Pretty sure I have every part of this problem solved but my final answer concerns me as it seems a little high.

$\displaystyle a(t)=(3-t)42-9.8m/s^2$ for 0<=t<=3

and $\displaystyle a(t)=-9.8m/s^2$ for t>3

I should find the maximum altitude and time in which it gets there. My answer is 56s and 18565.18meters.

**additional info**

initial velocity ($\displaystyle v_i$ is 366.4m/s)

initial position ($\displaystyle x_i$) is 0

$\displaystyle \int (3-t)42-9.8 dx=v(t_i)=126t-42t-9.8t+v_i$

after taking integral of v(t) $\displaystyle x(t_i)=-7t^3+63t^2+366.4t+x_i$

**

$\displaystyle x(t_i)$= position fxn until 3 seconds.

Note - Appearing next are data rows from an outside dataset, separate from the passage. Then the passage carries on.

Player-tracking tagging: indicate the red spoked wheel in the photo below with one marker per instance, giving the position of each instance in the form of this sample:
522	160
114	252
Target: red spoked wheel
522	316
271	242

$\displaystyle x(t_i)=-7t^3+63t^2+366.4t=1477.2m$ after 3 seconds of burn

$\displaystyle x(t_m)$=position fxn after 3s initial burn.

$\displaystyle x(t_m)=\frac{9.88t^2}{2}+555.4t+1477.2$

$\displaystyle x(t_m)=\frac{9.88t^2}{2}+555.4t+1477.2=0$ at t=56.2145s

$\displaystyle x'(t_m)$where t=56.2145s

$\displaystyle x'(56.2145)=17087.98m$

17087.98+1477.2=18565.18meters

Is it me or is that pretty dang high?